The movement of letters had been haughty even before Magic had touched it. Rimbaud had sung: “Am I an old maid that I should fear the embrace of death?” And everywhere in Paris and in London young men boasted of the garret, and claimed to have no need of what the crowd values.
Last summer you, who were at the age I was when first I heard of Mallarmé and of Verlaine, spoke much of the French poets young men and women read to-day. Claudel I already somewhat knew, but you read to me for the first time from Jammes a dialogue between a poet and a bird, that made us cry, and a whole volume of Peguy’s Mystère de la Charité de Jeanne d’Arc. Nothing remained the same but the preoccupation with religion, for these poets submitted everything to the Pope, and all, even Claudel, a proud oratorical man, affirmed that they saw the world with the eyes of vine-dressers and charcoal-burners.
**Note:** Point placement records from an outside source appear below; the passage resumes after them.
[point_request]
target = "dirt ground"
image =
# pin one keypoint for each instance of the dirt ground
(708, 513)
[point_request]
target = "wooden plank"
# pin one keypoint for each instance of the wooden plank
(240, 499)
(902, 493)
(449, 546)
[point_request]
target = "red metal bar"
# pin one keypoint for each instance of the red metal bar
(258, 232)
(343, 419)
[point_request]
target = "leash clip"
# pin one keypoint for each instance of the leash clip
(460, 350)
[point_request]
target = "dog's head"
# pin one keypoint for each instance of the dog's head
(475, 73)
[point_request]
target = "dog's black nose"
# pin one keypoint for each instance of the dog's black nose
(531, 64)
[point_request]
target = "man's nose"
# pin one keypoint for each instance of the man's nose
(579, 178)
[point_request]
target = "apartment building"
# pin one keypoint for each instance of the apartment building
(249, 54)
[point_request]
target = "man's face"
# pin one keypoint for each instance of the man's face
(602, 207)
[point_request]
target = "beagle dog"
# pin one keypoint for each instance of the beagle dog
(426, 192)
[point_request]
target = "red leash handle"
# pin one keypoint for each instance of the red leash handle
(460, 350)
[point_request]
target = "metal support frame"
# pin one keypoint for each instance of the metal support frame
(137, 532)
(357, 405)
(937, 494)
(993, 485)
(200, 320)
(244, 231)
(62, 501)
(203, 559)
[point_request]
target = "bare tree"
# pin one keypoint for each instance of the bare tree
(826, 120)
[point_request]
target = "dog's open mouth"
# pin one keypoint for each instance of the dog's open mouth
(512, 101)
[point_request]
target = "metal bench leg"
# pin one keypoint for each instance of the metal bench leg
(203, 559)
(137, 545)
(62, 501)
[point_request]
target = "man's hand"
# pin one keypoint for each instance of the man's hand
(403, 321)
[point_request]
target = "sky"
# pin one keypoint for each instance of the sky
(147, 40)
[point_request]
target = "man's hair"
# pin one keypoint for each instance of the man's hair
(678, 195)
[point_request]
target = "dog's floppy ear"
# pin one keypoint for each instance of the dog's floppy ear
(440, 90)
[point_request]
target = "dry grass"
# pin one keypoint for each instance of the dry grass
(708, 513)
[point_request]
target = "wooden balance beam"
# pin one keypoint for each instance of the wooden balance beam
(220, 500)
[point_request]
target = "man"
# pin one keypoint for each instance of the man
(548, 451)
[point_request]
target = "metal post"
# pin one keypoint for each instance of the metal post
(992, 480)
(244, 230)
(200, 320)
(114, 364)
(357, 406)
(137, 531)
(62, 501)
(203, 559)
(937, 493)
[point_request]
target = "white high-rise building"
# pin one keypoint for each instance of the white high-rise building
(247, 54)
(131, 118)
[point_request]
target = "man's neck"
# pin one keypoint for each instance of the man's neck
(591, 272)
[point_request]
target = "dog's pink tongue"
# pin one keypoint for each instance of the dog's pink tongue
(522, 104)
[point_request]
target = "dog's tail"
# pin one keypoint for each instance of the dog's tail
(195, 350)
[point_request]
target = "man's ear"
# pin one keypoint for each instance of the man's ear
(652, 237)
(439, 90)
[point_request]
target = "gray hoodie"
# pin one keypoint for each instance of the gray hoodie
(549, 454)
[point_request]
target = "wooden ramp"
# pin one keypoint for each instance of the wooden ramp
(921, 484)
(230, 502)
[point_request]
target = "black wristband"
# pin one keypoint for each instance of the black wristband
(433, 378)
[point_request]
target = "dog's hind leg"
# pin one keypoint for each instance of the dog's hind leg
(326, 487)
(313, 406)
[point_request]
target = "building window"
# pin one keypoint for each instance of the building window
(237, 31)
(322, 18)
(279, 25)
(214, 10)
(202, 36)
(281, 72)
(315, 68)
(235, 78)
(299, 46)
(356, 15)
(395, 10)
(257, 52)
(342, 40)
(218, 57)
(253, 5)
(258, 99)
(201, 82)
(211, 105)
It was no longer the soul, self-moving and self-teaching – the magical soul – but Mother France and Mother Church.
Have not my thoughts run through a like round, though I have not found my tradition in the Catholic Church, which was not the church of my childhood, but where the tradition is, as I believe, more universal and more ancient?
W. B. Y.May 11, 1917.
1
Translated by Arthur Symons from San Juan de la Cruz.
2
I have no better authority for Caesarea than Landor’s play.